Cinquième leçon : les deux grands partis doivent devenir plus divers et plus ouverts pour imposer clairement un système bipartisan en France. Le score de François Bayrou, s’il n’est peut-être pas de nature à remettre en cause l’évolution vers le bipartisme, montre que cette évolution peut être accélérée ou freinée selon que les deux grands partis prennent en compte ou non la demande exprimée par les électeurs qui ont voté au centre.

Cette demande est une demande de pluralisme, de transformation des deux partis dans un sens plus ouvert et aussi plus lucide sur les défis que la mondialisation pose au pays. En attendant une analyse plus fine de cet électorat, il est clair que les électeurs de centre-gauche sont en attente d’un parti socialiste enfin capable de mieux prendre en compte dans ses analyses et son projet l’insertion de la France dans l’Europe et dans le monde. Le Parti socialiste ne peut plus voir dans l’alliance à gauche la seule stratégie possible. Il doit faire fond sur lui-même pour se transformer, se moderniser, acquérir à nouveau une crédibilité de gouvernement. Certes, Ségolène Royal a fait quelques pas dans cette direction mais il reste fort à faire pour sortir la gauche d’un étiage de moins de 40 % qui rend toute perspective de victoire électorale très incertaine. La gauche demeure relativement faible et fragile même si la candidate socialiste a rempli son contrat.

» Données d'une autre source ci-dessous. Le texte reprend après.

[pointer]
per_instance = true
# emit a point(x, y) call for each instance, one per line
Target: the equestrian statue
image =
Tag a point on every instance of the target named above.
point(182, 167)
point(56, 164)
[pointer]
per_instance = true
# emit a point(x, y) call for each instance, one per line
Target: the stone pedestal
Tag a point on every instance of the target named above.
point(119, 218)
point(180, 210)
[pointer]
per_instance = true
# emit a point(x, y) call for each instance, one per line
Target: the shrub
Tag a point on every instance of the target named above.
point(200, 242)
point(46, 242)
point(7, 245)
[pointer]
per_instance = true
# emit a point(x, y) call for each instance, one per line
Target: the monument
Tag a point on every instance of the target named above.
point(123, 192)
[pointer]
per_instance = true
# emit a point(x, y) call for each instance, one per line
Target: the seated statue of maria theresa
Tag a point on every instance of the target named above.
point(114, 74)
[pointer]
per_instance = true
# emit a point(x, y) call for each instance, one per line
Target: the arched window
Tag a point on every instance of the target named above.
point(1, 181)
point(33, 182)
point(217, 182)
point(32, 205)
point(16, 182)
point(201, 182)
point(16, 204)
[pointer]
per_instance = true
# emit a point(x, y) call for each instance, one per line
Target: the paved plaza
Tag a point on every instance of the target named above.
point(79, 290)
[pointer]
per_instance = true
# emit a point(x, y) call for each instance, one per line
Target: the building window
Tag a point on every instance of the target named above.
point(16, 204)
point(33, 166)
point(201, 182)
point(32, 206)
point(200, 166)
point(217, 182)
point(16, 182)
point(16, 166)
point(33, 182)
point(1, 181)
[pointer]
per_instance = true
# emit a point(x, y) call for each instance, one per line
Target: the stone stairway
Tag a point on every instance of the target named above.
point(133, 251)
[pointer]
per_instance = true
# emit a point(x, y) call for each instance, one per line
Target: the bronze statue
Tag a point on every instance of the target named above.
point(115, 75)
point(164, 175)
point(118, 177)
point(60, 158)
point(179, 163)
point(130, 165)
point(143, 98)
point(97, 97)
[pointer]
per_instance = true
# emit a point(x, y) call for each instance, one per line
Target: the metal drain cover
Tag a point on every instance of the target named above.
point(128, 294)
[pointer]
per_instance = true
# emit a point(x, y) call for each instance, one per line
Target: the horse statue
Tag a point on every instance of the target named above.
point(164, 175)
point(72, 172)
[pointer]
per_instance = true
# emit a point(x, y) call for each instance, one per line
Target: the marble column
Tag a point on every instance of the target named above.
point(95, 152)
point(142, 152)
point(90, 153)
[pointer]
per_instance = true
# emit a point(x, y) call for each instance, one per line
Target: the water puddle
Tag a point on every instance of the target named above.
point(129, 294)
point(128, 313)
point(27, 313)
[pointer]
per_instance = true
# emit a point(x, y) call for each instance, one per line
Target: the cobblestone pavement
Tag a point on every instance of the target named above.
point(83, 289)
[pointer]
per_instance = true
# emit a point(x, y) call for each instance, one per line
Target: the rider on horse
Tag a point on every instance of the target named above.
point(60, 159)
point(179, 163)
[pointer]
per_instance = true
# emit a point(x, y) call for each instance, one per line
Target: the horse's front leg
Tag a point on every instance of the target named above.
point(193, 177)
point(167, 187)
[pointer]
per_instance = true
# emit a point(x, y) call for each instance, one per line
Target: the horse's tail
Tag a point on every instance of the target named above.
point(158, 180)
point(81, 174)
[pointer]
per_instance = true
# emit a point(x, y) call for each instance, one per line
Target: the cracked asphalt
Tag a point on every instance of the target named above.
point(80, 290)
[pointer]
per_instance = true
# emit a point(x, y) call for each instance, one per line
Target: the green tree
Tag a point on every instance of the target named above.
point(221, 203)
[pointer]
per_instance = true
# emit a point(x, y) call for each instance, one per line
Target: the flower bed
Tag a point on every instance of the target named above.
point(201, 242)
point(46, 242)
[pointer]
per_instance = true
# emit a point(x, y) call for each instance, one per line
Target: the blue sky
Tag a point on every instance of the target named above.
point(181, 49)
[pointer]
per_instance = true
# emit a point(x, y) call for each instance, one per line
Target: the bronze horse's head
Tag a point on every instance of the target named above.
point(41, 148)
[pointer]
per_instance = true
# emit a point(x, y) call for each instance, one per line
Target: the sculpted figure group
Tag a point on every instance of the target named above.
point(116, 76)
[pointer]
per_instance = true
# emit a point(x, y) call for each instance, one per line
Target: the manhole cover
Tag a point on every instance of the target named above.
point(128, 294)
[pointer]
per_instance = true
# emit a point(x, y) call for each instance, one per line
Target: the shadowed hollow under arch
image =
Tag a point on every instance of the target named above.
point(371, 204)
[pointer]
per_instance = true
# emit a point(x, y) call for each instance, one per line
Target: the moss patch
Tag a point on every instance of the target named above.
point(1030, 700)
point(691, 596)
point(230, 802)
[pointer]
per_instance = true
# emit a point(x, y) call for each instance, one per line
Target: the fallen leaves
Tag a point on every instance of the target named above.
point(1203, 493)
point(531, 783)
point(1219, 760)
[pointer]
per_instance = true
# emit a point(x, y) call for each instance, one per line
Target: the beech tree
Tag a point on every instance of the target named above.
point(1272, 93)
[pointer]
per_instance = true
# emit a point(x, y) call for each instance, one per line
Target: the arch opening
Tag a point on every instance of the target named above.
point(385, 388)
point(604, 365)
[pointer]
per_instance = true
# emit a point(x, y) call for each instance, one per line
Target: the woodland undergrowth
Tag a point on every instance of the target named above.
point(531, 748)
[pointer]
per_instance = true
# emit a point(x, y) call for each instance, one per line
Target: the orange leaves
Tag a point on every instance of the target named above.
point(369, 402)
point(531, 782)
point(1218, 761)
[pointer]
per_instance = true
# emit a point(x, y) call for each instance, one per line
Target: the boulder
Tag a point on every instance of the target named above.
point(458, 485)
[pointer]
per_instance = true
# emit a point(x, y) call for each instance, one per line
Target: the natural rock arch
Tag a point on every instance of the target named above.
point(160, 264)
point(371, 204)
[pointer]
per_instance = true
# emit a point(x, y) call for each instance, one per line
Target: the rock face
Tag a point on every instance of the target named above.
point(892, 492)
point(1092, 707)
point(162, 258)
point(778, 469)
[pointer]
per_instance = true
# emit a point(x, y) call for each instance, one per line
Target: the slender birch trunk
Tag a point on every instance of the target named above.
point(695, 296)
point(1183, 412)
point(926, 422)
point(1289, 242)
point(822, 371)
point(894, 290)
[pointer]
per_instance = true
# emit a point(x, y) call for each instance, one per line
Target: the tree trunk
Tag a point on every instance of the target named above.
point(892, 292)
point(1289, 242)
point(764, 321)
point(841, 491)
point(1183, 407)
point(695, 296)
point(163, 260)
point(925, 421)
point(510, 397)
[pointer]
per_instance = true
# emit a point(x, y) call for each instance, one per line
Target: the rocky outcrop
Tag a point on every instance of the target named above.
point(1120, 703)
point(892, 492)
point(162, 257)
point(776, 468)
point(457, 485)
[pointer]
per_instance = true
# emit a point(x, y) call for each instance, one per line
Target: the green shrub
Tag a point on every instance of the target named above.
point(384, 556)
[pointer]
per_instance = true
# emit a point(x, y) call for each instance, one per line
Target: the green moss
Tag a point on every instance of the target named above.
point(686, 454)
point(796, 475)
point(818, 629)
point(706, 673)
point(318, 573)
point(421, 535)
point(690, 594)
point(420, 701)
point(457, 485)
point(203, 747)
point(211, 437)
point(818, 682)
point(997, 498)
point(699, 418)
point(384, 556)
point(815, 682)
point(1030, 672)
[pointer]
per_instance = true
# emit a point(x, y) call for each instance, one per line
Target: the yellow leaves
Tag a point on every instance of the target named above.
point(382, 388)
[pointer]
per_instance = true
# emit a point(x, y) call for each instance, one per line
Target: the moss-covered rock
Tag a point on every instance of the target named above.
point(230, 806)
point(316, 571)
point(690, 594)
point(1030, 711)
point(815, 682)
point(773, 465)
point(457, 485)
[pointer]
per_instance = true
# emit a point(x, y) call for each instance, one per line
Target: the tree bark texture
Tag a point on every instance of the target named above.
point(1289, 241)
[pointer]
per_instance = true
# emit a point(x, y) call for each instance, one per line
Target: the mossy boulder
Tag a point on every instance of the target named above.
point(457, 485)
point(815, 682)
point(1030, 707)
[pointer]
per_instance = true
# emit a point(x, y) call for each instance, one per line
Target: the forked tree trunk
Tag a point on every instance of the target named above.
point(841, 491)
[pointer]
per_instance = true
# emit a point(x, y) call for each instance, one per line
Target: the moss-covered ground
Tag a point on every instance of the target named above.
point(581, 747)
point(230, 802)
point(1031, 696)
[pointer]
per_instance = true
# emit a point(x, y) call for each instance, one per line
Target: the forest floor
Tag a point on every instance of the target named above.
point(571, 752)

Un système bipartisan ne signifie pas nécessairement des alternances régulières des deux partis au pouvoir. Le Parti socialiste doit envisager les moyens nécessaires pour revenir au pouvoir. Cela passe par une profonde réforme de son identité. Si Ségolène Royal est battue le 6 mai, et même dans le cas contraire, le Parti socialiste devra enfin faire sa mue et sortir de son isolement au sein du mouvement socialiste européen.

Quant aux électeurs de centre droit qui ont voté en faveur de François Bayrou, ils ont envoyé un signal à l’UMP. Celle-ci devra mieux assumer l’identité pour partie centriste qui a présidé politiquement à sa naissance en 2002 et instaurer un pluralisme interne qui n’est ni dans la nature de l’ancien parti gaulliste ni peut-être dans le tempérament de son leader.

Ainsi l’on peut analyser le bon score de François Bayrou de deux manières : soit comme la préfiguration de la création d’un parti centriste autonome qui pourrait faire obstacle au duopole des deux grands partis, soit comme l’appel d’une partie importante de l’électorat français à la transformation et à la modernisation des deux grands partis, un appel en quelque sorte à un bipartisme durable à condition d’être plus représentatif de la diversité de grande majorité des électeurs français prête jouer le jeu de l’alternance entre deux grands partis de gouvernement, ce qui est la situation la plus fréquente dans les grandes démocraties. La parole est désormais aux dirigeants de ces partis.